Another early piece, Weaver’s Union 408, incorporated found objects, including caution tape. The weaving is again an homage to her father Alfred, and Cody found the materials she used in the equipment and toolboxes he worked with in construction. Alfred built her looms throughout Cody’s career, and for this piece, he built a shadow box to frame the textile. Weaver’s Union 408 now resides in the permanent collection of the Hilton Santa Fe Buffalo Thunder resort.
“I want people to understand that we, as Indian people, are not stagnant,” says Cody. “There can be traditions made by the current generation as well, and Native artists should be able to tell our own stories through our own artwork. For me, I had the foundation; it was put in place by my mom and grandmothers, and through conversations with my elders, I was able to expand upon these weavings. They all signed off on my ideas; they gave me their blessings to move forward with my projects, go off into left field, and just push what can be made on the loom.”
In a full-circle moment, Cody’s work has started to influence those who originally taught her. Her mother has won many awards throughout her career with her Burnt Water, Two Gray Hills, and Wide Ruins designs. But now, she’s created weavings with abstracted landscapes and breaking lines of symmetry. She, too, has become more fluid in her work.

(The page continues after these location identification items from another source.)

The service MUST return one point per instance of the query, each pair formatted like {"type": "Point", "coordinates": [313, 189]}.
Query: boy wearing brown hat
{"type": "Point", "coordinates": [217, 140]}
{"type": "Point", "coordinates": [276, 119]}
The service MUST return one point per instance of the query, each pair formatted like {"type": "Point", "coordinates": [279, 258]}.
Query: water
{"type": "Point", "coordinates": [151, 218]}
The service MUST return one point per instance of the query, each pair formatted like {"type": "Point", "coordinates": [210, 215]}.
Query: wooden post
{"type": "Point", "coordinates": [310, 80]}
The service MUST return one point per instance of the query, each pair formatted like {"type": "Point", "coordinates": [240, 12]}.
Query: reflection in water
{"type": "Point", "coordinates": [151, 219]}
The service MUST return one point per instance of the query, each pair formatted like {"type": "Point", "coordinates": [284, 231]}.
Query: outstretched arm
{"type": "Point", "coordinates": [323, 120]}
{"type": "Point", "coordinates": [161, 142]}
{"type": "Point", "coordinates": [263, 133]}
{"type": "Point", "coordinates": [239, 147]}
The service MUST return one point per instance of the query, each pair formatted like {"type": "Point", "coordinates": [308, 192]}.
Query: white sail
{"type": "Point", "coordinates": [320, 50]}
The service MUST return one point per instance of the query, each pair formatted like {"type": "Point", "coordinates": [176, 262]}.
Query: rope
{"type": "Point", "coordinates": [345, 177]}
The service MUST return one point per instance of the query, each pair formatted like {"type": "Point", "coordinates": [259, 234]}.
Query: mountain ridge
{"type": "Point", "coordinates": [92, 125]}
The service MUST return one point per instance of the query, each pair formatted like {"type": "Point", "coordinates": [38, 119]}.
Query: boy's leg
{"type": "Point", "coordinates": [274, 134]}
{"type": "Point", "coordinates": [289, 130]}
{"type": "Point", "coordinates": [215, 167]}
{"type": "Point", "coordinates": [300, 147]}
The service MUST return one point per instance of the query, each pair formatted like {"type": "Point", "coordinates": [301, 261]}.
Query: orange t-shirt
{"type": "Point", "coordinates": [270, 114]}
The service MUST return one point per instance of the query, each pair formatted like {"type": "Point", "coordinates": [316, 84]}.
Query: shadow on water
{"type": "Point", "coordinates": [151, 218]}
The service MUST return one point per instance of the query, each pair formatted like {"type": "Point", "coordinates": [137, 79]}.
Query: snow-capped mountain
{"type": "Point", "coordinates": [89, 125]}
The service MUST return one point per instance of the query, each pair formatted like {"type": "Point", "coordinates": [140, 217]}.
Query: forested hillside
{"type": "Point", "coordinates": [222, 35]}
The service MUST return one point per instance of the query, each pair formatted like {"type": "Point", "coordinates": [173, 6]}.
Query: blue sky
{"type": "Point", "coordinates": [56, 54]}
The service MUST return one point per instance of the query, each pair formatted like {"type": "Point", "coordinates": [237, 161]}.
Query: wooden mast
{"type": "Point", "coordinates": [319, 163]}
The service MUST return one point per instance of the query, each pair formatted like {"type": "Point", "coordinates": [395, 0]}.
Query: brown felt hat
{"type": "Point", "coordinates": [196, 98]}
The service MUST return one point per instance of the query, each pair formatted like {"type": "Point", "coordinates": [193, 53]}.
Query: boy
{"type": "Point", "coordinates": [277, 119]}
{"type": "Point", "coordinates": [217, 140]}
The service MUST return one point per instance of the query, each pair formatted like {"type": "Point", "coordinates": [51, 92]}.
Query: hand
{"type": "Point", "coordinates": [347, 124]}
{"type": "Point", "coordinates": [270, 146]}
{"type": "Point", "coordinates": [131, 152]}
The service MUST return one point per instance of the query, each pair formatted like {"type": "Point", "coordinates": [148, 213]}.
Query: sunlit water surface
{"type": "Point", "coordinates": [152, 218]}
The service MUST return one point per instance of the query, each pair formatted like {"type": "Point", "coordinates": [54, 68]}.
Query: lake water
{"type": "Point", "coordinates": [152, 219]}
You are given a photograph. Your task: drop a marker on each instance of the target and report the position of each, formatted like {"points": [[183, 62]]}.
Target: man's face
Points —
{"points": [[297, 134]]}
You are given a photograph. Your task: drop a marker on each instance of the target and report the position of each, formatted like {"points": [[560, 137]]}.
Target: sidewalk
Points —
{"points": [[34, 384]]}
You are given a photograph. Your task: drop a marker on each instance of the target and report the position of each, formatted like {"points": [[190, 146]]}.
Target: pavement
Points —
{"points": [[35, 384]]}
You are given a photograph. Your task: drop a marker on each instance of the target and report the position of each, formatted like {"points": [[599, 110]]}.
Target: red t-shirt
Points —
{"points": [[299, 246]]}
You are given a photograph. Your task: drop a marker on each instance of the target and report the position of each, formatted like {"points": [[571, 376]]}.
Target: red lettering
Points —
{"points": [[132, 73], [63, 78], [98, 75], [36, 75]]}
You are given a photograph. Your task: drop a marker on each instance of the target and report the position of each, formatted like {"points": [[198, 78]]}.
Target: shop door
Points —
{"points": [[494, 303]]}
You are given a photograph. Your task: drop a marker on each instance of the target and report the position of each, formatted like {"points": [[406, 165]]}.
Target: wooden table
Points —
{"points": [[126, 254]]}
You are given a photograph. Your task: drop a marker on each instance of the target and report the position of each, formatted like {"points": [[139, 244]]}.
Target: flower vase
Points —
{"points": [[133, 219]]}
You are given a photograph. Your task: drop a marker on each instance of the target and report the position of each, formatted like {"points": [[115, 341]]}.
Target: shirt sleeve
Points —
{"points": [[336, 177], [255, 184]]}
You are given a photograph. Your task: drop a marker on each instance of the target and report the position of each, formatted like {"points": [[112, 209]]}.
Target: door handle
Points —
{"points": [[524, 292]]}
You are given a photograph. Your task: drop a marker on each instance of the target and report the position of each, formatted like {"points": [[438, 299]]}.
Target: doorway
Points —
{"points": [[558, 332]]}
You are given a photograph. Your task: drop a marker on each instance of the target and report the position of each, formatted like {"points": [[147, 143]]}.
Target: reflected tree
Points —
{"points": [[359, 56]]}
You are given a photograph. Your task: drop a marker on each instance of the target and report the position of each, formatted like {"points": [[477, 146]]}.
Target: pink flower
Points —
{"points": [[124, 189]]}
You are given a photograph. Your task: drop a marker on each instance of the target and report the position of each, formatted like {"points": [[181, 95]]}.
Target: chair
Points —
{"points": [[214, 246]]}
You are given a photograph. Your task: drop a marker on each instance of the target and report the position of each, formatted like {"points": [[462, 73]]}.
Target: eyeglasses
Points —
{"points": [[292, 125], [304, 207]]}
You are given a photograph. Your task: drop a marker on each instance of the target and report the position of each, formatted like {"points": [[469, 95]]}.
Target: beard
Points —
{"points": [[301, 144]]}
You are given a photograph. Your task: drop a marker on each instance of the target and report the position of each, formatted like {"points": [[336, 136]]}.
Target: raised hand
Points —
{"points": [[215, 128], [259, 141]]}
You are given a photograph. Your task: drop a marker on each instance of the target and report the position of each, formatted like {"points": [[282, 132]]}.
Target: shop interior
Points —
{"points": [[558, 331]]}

And, just recently, Cody received a textile in the mail from her 90-year-old grandmother. “I sent her home with new materials, and she made a brand new piece with 20 colors of Germantown yarn,” Cody says. “She’s creating new Germantown textiles and said she feels like a new breath of life has come into her work.”
For Cody, it’s not just succeeding but helping others do so as well. “I want to get to the next level. I want my career to be exciting, and it’s more exciting when others come along for the ride. And now I have kids, and I wonder what their future will be and whether it will include textiles. I want to open that door for them as well; I want them to explore that part of their creative selves. And I want to show them that creativity can give you a fruitful life in this current place in time, living right here where we do.”